LD50 >2,000 mg/kg bw
The key study (Jones B, 1988) is considered to be reliable for use as a key study and is assigned a Klimisch 2 rating. In addition, a number of supporting studies on the analogous substances tetrapotassium pyrophosphate and disodium dihydrogenpyrophosphate are provided to support the conclusion that sodium and potassium pyrophosphates exhibit low systemic toxicity.

Additional information

A data gap was identified for the acute inhalation toxicity of tetrasodium pyrophosphate. This was addressed using the principles of read-across based on available data for analogous substances. The justification is as follows:

Read across between the following sodium and potassium pyrophosphates;

 

-         disodium dihydrogenpyrophosphate

-         trisodium hydrogen pyrophosphate

-         tetrasodium pyrophosphate

-         tetrapotassium pyrophosphate

 

Can be justified on the following basis; All substance contain a pyrophosphate anion and either a sodium or a potassium cation.

 

The pyrophosphate ion is the simplest form of a condensed phosphate group. A condensed phosphate anion has one or several P-O-P bonds. As the group contains only two phosphate groups, both of the phosphorus ions are classified as “terminal phosphorus”. The pyrophosphate can undergo ionisation with loss of H+ from each of the two –OH groups on each P and therefore can occur in the -1, -2 -3 or -4 state. The degree of ionisation is dependent upon the associated cations and the ambient pH (if in solution). Therefore the above substances have a pyrophosphate anion that is likely to behave in a similar way.

 

 In addition, the sodium and potassium cations are key elements in various cellular processes their import and export over cell membranes is regulated via pore systems and usually tightly regulated. As such, the presence of such cations is not expected to have an impact on the toxicity of the substances detailed above therefore as the pyrophosphate anion is common the results of toxicity studies can be reliably read-across within the group.
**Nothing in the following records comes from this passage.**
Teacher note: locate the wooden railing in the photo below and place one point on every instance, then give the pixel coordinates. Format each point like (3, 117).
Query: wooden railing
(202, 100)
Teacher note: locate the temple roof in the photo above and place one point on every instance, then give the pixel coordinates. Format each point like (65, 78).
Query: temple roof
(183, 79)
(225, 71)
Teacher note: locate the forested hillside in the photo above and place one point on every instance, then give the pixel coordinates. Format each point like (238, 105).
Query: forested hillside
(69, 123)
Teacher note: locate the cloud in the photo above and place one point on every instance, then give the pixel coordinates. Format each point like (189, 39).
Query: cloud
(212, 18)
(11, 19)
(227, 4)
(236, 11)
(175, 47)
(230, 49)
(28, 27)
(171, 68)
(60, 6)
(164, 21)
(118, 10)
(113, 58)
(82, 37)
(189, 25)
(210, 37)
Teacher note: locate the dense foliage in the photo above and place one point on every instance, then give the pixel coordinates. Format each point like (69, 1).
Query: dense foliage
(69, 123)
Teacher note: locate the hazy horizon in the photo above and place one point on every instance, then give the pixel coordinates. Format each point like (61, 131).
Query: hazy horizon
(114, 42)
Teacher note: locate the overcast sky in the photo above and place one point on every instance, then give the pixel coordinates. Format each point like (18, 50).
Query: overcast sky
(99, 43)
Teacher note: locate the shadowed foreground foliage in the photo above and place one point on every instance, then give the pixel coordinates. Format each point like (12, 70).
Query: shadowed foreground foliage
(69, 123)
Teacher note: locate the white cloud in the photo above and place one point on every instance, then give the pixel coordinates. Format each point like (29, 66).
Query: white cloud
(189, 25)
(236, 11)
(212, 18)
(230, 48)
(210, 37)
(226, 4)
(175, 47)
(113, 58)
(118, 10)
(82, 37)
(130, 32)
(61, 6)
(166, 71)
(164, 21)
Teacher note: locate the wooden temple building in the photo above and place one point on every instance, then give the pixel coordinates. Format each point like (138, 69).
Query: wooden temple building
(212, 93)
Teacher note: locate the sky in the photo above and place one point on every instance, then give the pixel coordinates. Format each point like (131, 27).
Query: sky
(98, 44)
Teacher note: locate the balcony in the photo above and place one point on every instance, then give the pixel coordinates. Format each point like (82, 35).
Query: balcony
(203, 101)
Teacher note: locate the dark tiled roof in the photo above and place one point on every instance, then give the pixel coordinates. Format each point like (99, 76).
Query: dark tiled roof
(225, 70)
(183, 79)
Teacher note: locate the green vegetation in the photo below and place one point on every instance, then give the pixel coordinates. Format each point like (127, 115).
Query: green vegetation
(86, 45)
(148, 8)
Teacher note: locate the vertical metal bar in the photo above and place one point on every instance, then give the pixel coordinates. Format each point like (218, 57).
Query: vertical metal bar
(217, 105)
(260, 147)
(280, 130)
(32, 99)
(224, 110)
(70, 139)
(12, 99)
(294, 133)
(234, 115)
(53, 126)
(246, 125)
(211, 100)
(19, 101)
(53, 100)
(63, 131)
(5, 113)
Justification for classification or non-classification

Acute oral toxicity: The weight of evidence indicates that the oral LD₅₀is within the range 300 - 2000 mg/kg bw and therefore in accordance with Regulation (EC) No. 1272/2008 (EU CLP) tetrasodium pyrophosphate is classified as acutely toxic via the oral route category 4.
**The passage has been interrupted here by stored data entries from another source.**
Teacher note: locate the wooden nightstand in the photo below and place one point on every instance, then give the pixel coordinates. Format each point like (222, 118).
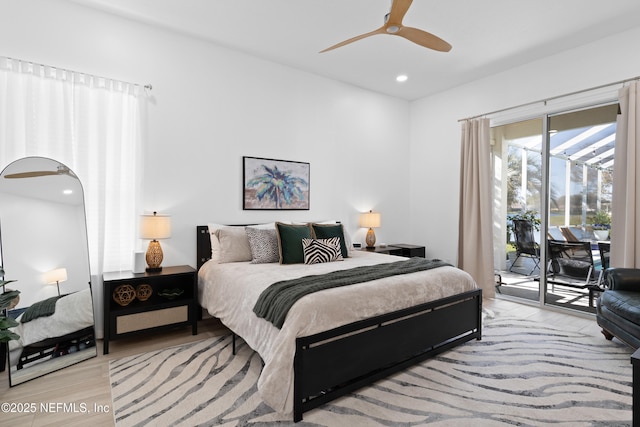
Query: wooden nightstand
(173, 302)
(400, 249)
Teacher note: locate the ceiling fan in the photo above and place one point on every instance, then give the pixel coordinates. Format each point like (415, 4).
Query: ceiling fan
(61, 170)
(393, 25)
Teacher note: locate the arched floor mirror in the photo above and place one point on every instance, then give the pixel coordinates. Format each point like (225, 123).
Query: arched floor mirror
(43, 246)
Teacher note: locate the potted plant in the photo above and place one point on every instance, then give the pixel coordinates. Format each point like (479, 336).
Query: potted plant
(7, 299)
(531, 216)
(601, 224)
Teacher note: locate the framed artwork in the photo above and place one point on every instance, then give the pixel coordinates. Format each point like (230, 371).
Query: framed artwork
(271, 184)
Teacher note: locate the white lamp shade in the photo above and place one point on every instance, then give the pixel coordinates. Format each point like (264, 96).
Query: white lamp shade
(154, 227)
(55, 276)
(370, 220)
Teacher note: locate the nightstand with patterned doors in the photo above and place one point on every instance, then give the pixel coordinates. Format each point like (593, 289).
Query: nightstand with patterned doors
(138, 302)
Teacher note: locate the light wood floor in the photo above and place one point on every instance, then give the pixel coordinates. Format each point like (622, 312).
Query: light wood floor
(87, 383)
Acute inhalation toxicity: The LC₅₀values for the inhalation of the analogous substances disodium dihydrogenpyrophosphate and tetrapotassium pyrophosphate were not classified at the greatest attainable concentration and therefore tetrasodium pyrophosphate is not considered to be classified in accordance with Regulation (EC) No. 1272/2008 and no further testing is recommended.

Acute dermal toxicity: The dermal LD50 of tetrasodium pyrophosphate in the rat was found to be > 2000 mg/kg bw and is therefore not classified according to Regulation (EC) No. 1272/2008 (EU CLP).